UK, Japan and 1% inflation
The Bank of England (BoE) forecasts that price rises may fall below 1% temporarily over the next six months and won't hit the 2% target for perhaps 3 years.
So, the BoE now expects that the first interest rate rise could be delayed to next autumn. It means that inflation could be more than one percentage point below target and it would be the first time that the BoE governor has had to write a letter to the chancellor due to inflation being too low.
It's in stark contrast to the many years of letters when inflation was above target.
Inflation slowing to 1% in Japan was followed by the Bank of Japan (BOJ) unleashing a massive amount of cash injection that surprised even markets that had gotten used to the BOJ's propensity to print.
Prices were moving further away from their target of 2% and the BOJ feared that the country would not see the end to 15 years of deflation after some promising signs.
So, the Japanese central bank is now injecting 80 trillion yen, which is a staggering $720bn per year. That's equivalent to a new Switzerland each year (Swiss annual output is about $650bn).
Of course, there is no magic number for how quickly (or slowly) prices should rise. But, around 2% is what developed economies have largely settled on, which is just enough to get their economies going as price rises spur firms to produce but not so high that consumers see their incomes squeezed.
It's essentially the target for the major central banks of the Federal Reserve, BOE, BOJ, and European Central Bank, among others.
Likewise, 1% is not a threshold number. But, when inflation in the euro area slowed to below 1% around a year ago, prices continued to slow to eventually hit 0.3-0.4%.
Now, the eurozone is struggling with deflationary pressures so much that its central bank has started injecting cash by buying asset backed securities for the first time. And the ECB is under pressure to do more if the downward price trend continues.
Now, the UK isn't in the same boat as the euro area or Japan as its economy is growing rather better and the fall in global commodity prices is pushing down imported costs such as energy. Oil prices have fallen by over 20% since the summer, for instance. The global economy is also not growing well.
One commonality among these countries, though, is weak wage growth.
We normally worry about higher inflation so we tend to think about wage growth as pushing up the costs of the goods and services that are produced which can mean higher prices. It's the so-called second order effect that can causes prices to stay higher and therefore inflation to take hold.
It works in reverse as well.

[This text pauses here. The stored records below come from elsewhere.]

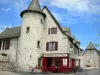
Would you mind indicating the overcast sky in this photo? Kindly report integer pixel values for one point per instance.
(82, 16)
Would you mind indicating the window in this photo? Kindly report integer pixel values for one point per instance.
(38, 44)
(42, 21)
(27, 29)
(0, 44)
(52, 30)
(6, 44)
(52, 46)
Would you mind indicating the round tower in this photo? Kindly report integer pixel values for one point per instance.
(31, 36)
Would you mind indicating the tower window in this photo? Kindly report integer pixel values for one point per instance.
(38, 44)
(27, 29)
(52, 30)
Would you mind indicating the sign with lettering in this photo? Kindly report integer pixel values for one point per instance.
(64, 62)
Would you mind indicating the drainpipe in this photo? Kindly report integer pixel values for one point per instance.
(17, 53)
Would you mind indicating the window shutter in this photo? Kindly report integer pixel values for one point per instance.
(56, 46)
(49, 31)
(47, 46)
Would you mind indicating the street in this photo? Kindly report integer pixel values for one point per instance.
(85, 72)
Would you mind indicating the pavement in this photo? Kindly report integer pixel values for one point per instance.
(85, 72)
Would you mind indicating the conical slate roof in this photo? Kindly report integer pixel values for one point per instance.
(90, 46)
(34, 5)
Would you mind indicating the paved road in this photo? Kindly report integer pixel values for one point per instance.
(86, 72)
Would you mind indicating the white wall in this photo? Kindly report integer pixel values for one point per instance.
(60, 37)
(12, 50)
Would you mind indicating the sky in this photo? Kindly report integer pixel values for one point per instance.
(82, 16)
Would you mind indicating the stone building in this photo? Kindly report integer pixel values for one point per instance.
(91, 57)
(39, 42)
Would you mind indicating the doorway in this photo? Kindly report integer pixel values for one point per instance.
(49, 62)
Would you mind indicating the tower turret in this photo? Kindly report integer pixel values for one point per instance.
(31, 35)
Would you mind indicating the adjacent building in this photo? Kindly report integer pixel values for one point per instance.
(39, 42)
(91, 57)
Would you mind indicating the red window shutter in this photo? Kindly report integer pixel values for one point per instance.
(56, 46)
(55, 30)
(47, 46)
(49, 31)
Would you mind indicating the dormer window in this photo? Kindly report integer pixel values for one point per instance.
(52, 30)
(27, 29)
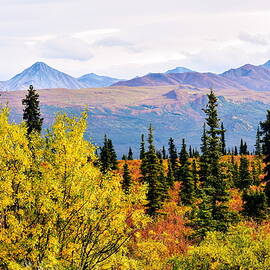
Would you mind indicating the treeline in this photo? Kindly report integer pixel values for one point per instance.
(64, 204)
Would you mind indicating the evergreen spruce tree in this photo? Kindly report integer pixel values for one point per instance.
(130, 154)
(153, 174)
(187, 192)
(256, 170)
(255, 204)
(173, 157)
(108, 156)
(213, 179)
(190, 152)
(223, 143)
(142, 147)
(164, 155)
(113, 156)
(196, 176)
(265, 139)
(234, 172)
(241, 148)
(126, 183)
(183, 155)
(245, 179)
(31, 111)
(258, 148)
(170, 175)
(159, 154)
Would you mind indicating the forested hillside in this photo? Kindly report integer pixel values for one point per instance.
(66, 204)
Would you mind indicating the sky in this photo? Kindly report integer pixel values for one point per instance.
(124, 38)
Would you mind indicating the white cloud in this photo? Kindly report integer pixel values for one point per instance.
(256, 39)
(128, 38)
(65, 48)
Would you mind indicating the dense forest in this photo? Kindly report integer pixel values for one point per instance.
(66, 204)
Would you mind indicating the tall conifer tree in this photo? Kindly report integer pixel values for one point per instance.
(153, 174)
(215, 186)
(31, 111)
(130, 154)
(258, 148)
(173, 157)
(223, 143)
(142, 147)
(265, 139)
(126, 183)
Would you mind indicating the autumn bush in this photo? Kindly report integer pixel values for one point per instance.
(57, 211)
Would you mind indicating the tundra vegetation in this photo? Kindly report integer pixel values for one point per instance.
(64, 204)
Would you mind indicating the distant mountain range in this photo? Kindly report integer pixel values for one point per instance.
(179, 70)
(93, 80)
(171, 101)
(43, 76)
(245, 77)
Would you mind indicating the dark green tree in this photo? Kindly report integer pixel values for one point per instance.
(164, 155)
(254, 204)
(108, 156)
(258, 148)
(173, 157)
(265, 139)
(126, 183)
(243, 148)
(142, 147)
(113, 156)
(190, 152)
(153, 174)
(245, 179)
(223, 143)
(31, 111)
(183, 155)
(170, 175)
(130, 154)
(213, 179)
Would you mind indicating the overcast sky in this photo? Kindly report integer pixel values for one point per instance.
(126, 38)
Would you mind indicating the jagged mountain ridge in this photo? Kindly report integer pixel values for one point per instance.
(94, 80)
(179, 70)
(43, 76)
(250, 76)
(196, 79)
(125, 113)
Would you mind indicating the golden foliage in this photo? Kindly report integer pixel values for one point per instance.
(57, 211)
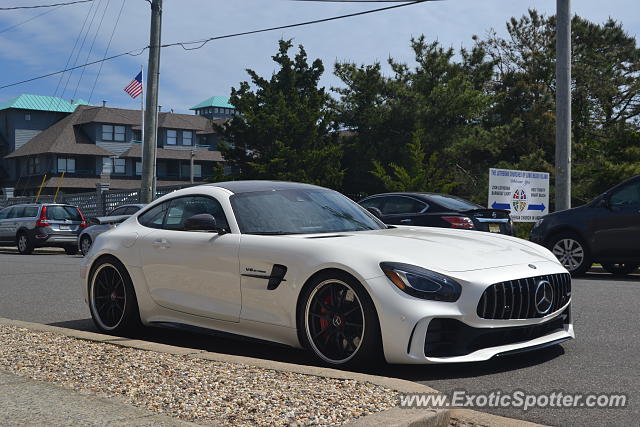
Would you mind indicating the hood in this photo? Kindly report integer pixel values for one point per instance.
(443, 249)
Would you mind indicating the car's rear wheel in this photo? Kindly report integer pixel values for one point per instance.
(85, 244)
(112, 299)
(25, 247)
(340, 322)
(619, 269)
(572, 253)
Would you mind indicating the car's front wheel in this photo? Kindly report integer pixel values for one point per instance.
(112, 299)
(340, 322)
(572, 253)
(619, 269)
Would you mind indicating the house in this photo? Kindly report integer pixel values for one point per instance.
(92, 145)
(24, 117)
(216, 107)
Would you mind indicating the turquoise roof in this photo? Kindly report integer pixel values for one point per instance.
(214, 101)
(41, 103)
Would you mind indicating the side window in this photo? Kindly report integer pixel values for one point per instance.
(183, 208)
(375, 202)
(4, 213)
(627, 195)
(18, 212)
(118, 211)
(130, 210)
(154, 217)
(397, 205)
(31, 211)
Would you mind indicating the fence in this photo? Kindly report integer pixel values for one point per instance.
(94, 203)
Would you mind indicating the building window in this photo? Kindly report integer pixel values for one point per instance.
(33, 165)
(119, 133)
(172, 137)
(187, 137)
(113, 133)
(119, 165)
(66, 164)
(107, 165)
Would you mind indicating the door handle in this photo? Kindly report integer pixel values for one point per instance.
(161, 244)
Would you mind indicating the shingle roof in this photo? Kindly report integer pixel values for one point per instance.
(214, 101)
(66, 136)
(163, 153)
(41, 103)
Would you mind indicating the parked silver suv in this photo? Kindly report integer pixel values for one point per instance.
(31, 226)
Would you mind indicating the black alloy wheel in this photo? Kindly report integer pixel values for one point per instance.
(340, 323)
(112, 301)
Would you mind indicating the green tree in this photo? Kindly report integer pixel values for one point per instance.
(285, 129)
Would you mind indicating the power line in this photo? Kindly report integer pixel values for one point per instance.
(4, 30)
(45, 5)
(137, 52)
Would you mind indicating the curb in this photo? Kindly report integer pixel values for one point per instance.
(394, 417)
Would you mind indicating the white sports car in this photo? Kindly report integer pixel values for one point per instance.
(307, 267)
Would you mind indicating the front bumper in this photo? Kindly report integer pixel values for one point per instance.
(418, 331)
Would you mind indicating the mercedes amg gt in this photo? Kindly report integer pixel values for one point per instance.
(307, 267)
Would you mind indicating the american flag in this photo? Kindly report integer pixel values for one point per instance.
(135, 87)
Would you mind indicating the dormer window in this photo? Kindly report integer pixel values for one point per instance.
(113, 133)
(172, 137)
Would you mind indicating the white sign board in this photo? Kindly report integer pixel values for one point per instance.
(524, 193)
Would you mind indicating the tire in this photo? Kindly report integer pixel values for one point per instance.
(332, 306)
(619, 269)
(25, 247)
(112, 299)
(572, 252)
(85, 244)
(71, 250)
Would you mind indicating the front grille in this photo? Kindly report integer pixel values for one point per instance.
(515, 299)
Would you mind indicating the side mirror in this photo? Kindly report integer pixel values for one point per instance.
(604, 202)
(376, 212)
(203, 222)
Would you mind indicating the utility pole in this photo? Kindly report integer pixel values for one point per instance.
(563, 104)
(149, 147)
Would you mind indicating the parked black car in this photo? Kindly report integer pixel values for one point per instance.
(605, 230)
(436, 210)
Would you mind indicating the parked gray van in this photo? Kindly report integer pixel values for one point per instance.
(30, 226)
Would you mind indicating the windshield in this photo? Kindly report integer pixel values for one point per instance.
(454, 203)
(300, 212)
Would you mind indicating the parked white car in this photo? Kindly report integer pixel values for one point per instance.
(307, 267)
(105, 223)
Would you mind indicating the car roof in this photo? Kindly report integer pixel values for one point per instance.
(238, 187)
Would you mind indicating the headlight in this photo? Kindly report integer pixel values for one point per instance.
(422, 283)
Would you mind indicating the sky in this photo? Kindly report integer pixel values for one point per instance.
(45, 43)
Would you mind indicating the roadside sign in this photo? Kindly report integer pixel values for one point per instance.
(525, 194)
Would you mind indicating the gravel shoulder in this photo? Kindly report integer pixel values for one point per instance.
(190, 389)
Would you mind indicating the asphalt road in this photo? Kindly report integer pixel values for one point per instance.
(605, 357)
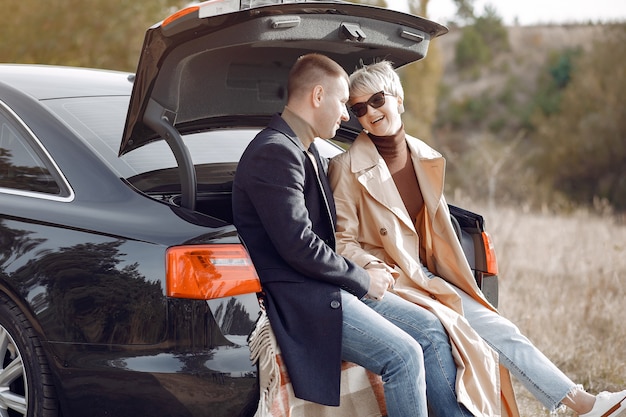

If wages aren't growing well, then there is little underlying pressure on the cost of goods and services. And if firms don't see growing demand for their products, then they don't invest or pay more.
Japan in focus
So, for Japan to end deflation, it needs stronger wage growth that generates more income. More income means more money to spend on goods and services, which can lead firms to act.
But, for firms to pay workers more, they want to see more output from them too. And that's why there was even negotiation between the government and firms to try and get employers to raise wages first.
Again, each country is different and the UK doesn't have the same deflation concerns as Japan, nor does the euro area yet. But, one common trait is that weak wage growth is a contributor to lower prices.
Of course, it's a welcome change from the years where inflation was growing faster than wages and squeezing incomes. And, for some major economies, delaying rate rises isn't unwelcome if there's debt to be re-paid.
All countries, though, will eye the Japanese experience closely should inflation linger below 1%.